2004 Fiscal Year Annual Research Report
培養神経細胞でプリオン蛋白質による発現制御される遺伝子群のマイクロアレイ解析
Project/Area Number |
16017320
|
Research Institution | National Center of Neurology and Psychiatry |
Principal Investigator |
佐藤 準一 国立精神・神経センター, 免疫研究部, 室長 (30274591)
|
Co-Investigator(Kenkyū-buntansha) |
山村 隆 国立精神・神経センター, 疾病研究第六部, 部長 (90231670)
|
Keywords | プリオン蛋白質 / マイクロアレイ / プロテオミクス / 遺伝子導入 / 神経細胞変性 / クロイツフェルトヤコブ病 / 14-3-3蛋白質 / 熱ショック蛋白質 |
Research Abstract |
[目的]正常プリオン蛋白質(PrPC)の生物学的機能は明らかではない。プリオン病ではPrPCとアミノ酸配列は同一で高次構造が異なる異常プリオン蛋白質(PrPSC)が脳に蓄積して神経細胞死を認める。PrPC遺伝子ノックアウトマウスでは海馬神経細胞シナプス機能障害・小脳Purkinje細胞死を認め、PrPCは神経細胞の生存や機能遂行に重要な役割を果していることが示唆されている。またPrPCが細胞内に蓄積すると神経細胞死を来すことが報告されている。しかし現在までヒト神経細胞におけるPrPCの生物学的機能は十分解明されていない。PrPCは細胞膜cavolae-like domain(CLD)でPrPSCに構造転換される。我々はPrPCは神経細胞機能維持シグナル伝達系遺伝子群の発現を制御し、PrPSC感染によるPrPC発現異常はこれらの遺伝子群の制御異常をもたらし神経細胞死を惹起するとの仮説を考案した。
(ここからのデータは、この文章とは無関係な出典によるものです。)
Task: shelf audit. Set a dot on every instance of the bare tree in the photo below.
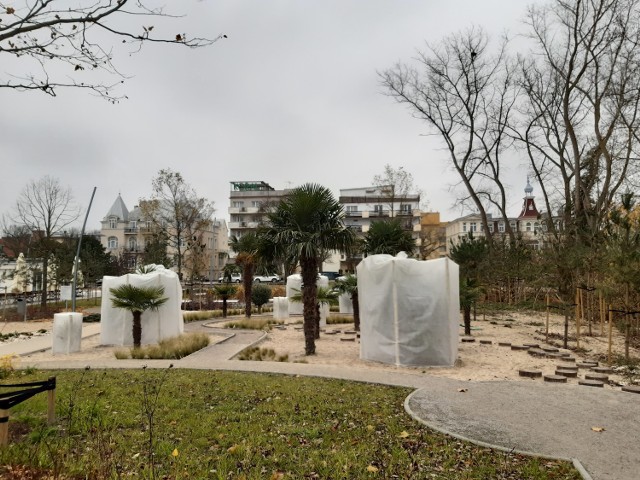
(581, 111)
(46, 208)
(466, 96)
(179, 214)
(64, 42)
(396, 185)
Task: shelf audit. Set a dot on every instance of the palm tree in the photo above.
(388, 236)
(307, 223)
(324, 296)
(225, 292)
(137, 300)
(246, 247)
(349, 285)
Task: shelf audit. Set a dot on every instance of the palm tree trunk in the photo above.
(309, 269)
(356, 311)
(247, 282)
(467, 319)
(137, 329)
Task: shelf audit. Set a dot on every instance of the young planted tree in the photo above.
(248, 249)
(388, 236)
(470, 255)
(225, 292)
(178, 215)
(349, 285)
(304, 225)
(260, 296)
(396, 185)
(137, 300)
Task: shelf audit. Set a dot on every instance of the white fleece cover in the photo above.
(409, 310)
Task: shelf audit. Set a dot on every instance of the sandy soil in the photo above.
(475, 361)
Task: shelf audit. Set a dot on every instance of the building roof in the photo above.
(119, 210)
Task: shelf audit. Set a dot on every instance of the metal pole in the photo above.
(75, 272)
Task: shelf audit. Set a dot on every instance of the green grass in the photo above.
(169, 348)
(228, 425)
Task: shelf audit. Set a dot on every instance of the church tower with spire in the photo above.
(529, 209)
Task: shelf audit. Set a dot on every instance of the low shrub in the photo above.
(168, 349)
(258, 354)
(254, 323)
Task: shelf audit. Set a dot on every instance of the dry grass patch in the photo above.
(170, 348)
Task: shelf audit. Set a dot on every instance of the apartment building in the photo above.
(527, 225)
(365, 205)
(124, 232)
(248, 202)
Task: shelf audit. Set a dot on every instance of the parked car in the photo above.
(273, 278)
(235, 278)
(331, 275)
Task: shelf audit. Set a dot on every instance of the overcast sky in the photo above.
(291, 96)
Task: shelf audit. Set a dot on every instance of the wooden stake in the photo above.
(4, 428)
(546, 331)
(51, 406)
(577, 318)
(601, 303)
(610, 334)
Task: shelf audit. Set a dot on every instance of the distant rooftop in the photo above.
(251, 186)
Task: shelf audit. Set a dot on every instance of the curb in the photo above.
(576, 463)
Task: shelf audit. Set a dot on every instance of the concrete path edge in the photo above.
(407, 407)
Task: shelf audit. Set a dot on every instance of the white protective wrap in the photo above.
(409, 310)
(166, 322)
(67, 332)
(280, 308)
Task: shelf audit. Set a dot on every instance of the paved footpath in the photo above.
(528, 416)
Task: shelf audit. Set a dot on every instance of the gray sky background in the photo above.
(291, 96)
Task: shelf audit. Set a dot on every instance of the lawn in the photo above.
(188, 424)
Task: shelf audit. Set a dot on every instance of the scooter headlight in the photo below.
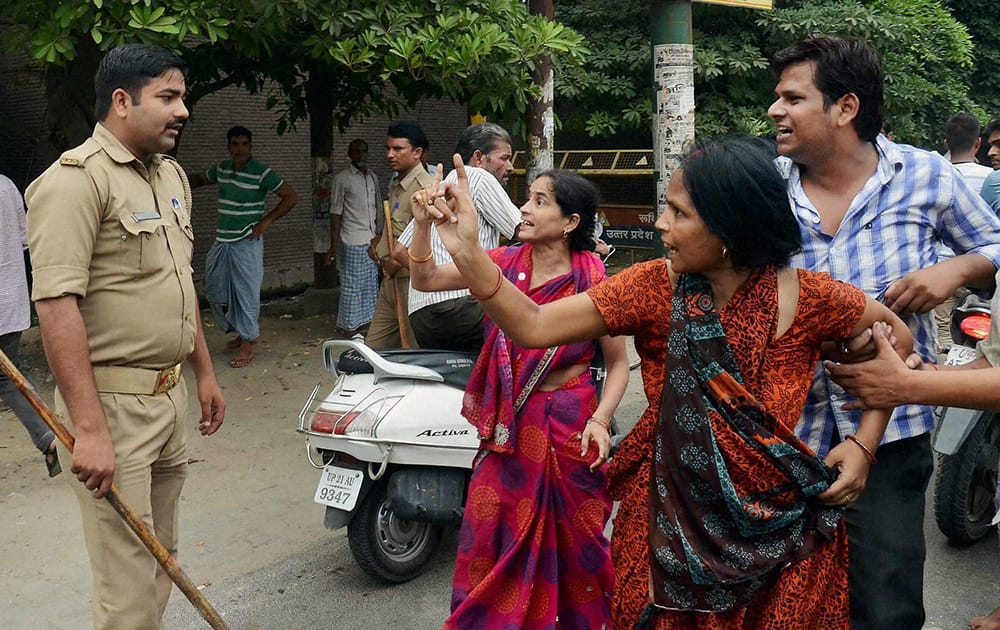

本研究ではこの仮説を検証するために、PrP遺伝子を強制発現させた培養細胞における遺伝子発現プロフィールをマイクロアレイで包括的に解析し、PrPC発現上昇に連動して変動する遺伝子の同定を試みた。すなわちFlp-In systemを用いてHEK293細胞親株(F1)からPrPC高発現安定細胞株(P1)を樹立し、両者の遺伝子発現プロフィールを12,814 cDNA microarray(Agilent)で比較解析した。[結果・考察]P1 vs F1間で33遺伝子の発現差異(3倍以上上昇or0.3倍以下低下)を認めた。14遺伝子は神経細胞・グリア細胞発生・分化・変性関連遺伝子、6遺伝子は細胞外マトリックス産生関連遺伝子、2遺伝子は補体関連遺伝子であった。P1では小脳変性症関連遺伝子:spinocerebellar ataxia(SCA12)責任遺伝子PPP2R2Bとparaneoplastic cerebellar degenerationターゲット遺伝子CDR34の発現上昇を認めた。PrPCの恒常的高発現はCLDに集積するシグナル伝達因子に対して物理的障壁なり、多彩な遺伝子の発現制御に影響して神経細胞変性を惹起し得ると考えられた。一方ヒト神経前駆細胞でプラスミドベクターにクローニングしたPrP遺伝子やコントロール遺伝子(CAT)を強制発現させると、interferon-responsive genes ; IFIT1,G1P2,MX1,OAS1,PRKR, ISGF3Gの発現を誘導することを見い出した。Creutzfeldt-Jakob病では髄液中に14-3-3蛋白質を検出し、診断特異的マーカーとされている。2D PAGE protein overlay法とmass spectrometryにより、ヒト神経細胞における14-3-3 zeta isoform結合蛋白として60-kDa heat shock protein(HSP60)とPrPCを同定した。この結果は14-3-3,PrPC, HSP60の3者は神経細胞内でmolecular complexを形成している可能性を示唆する。